Россияне, похоже, меняют потребительские стереотипы: мы начинаем экономить, меньше смотреть на бренды и думать о престиже. Сберегать, правда, еще не научились. Но если научимся, многим еще придется об этом пожалеть.

Сбережения или честь

Планы правительства и планы народа не часто бывают так схожи, как сейчас. Прогнозируя в 2014–2016 годах экономический рост на 3% (в базовом варианте), Минэкономразвития рассчитывает как на рост реальных доходов населения (в среднем на 3,2% в год), так и на дальнейшее сокращение его склонности к сбережению. Доля доходов, что идет на эти цели (см. график 1), должна снизиться с 10,1%, «ожидаемых в 2013 году», до 8,5%, а оборот розничной торговли, наоборот, вырасти на 4%.

Население следует этим ожиданиям: исследование потребительского поведения, проведенное Boston Consulting Group (BCG), показывает, что 78% направляют на сбережения менее 10% доходов, а 31% не сберегает ничего.
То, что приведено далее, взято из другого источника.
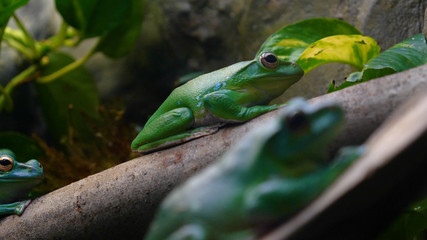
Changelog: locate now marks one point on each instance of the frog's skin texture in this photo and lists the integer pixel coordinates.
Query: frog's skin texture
(232, 94)
(269, 176)
(16, 181)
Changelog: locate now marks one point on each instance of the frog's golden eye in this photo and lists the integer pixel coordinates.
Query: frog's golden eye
(297, 121)
(6, 163)
(269, 60)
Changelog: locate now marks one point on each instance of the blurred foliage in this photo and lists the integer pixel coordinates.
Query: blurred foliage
(410, 225)
(85, 137)
(108, 147)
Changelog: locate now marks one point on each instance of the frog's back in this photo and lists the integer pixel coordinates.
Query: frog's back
(191, 92)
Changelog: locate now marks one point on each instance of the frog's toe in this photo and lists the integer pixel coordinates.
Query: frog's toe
(22, 206)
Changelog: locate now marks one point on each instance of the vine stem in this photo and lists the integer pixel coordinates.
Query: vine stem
(26, 33)
(70, 67)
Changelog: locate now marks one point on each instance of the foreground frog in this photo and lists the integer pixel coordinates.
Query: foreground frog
(16, 181)
(231, 94)
(271, 174)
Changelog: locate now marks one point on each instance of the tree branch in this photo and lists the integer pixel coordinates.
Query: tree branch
(120, 202)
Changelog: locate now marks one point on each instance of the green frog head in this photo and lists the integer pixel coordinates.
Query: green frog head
(304, 133)
(17, 179)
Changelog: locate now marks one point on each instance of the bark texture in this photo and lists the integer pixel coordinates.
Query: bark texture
(119, 203)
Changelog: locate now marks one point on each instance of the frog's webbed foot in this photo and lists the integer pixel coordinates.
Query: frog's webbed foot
(192, 231)
(14, 208)
(179, 138)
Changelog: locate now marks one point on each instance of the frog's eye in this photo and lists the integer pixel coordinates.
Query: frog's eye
(269, 60)
(6, 163)
(297, 121)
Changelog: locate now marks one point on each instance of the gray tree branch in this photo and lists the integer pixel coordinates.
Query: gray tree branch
(119, 203)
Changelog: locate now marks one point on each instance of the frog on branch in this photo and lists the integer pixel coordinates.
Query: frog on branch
(232, 94)
(16, 181)
(270, 175)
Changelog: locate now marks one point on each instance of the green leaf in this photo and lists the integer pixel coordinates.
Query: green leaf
(25, 148)
(118, 42)
(355, 50)
(69, 101)
(405, 55)
(7, 7)
(411, 225)
(93, 17)
(289, 42)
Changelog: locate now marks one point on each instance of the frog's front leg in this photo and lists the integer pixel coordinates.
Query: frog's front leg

Еще год назад таких граждан, по подсчетам BCG, насчитывалось всего 68%, в том числе 24% живущих от зарплаты до зарплаты.

Конечно, возможны колебания: например, МЭР в своем мониторинге социально-экономического развития отмечает, что «доля сбережений (без учета валюты) выросла с 8,4% в январе—июле 2012 года до 9,3% в январе–июле 2013 года». Да и Сбербанк в сентябрьском Индексе финансовых настроений (эти настроения для него ежемесячно замеряет «Левада-центр») фиксирует, что привлекательность текущих сбережений в глазах населения немного выросла. Это, впрочем, не более чем «следствие традиционного пессимизма» сельских жителей, которые не верят в рост своего благосостояния.
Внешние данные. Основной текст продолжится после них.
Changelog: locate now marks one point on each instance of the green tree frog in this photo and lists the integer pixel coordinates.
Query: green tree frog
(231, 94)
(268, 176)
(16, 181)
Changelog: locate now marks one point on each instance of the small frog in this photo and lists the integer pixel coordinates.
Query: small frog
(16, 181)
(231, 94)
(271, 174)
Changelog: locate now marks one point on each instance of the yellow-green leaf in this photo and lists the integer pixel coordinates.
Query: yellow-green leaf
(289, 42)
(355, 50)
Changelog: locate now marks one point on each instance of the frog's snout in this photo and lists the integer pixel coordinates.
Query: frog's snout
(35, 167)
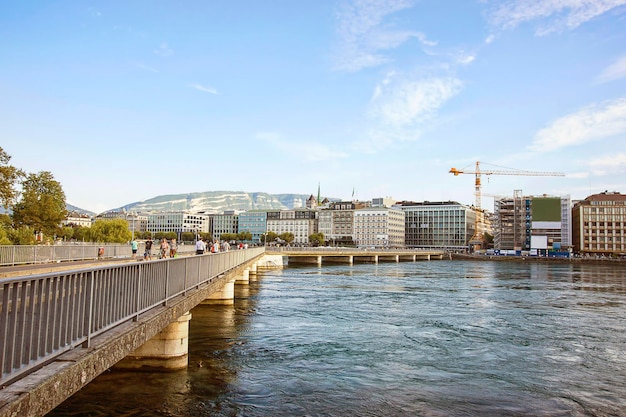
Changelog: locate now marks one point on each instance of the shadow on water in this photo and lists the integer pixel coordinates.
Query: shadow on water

Большинство же граждан РФ озабоченность будущим (77%) довольно успешно сочетают с оптимизмом (70%). Который, правда, не влияет на ожидания экономического роста ни в ближайшие 12 месяцев (его ждут 24%), ни в ближайшие несколько лет (21%). Но и падение своих доходов предвидят только 19%. «Мы не видим глубокой озабоченности завтрашним днем. Россияне уникальны: нам не нравится то, что мы видим сегодня, зато мы верим в светлое будущее,— констатирует директор BCG Иван Котов.— Людям пришлось пережить довольно много потрясений. С другой стороны, все понимают, что российская экономика держится на нефти, нефть пока ценится, поэтому нет практической боязни за завтрашний день, и люди тратят больше».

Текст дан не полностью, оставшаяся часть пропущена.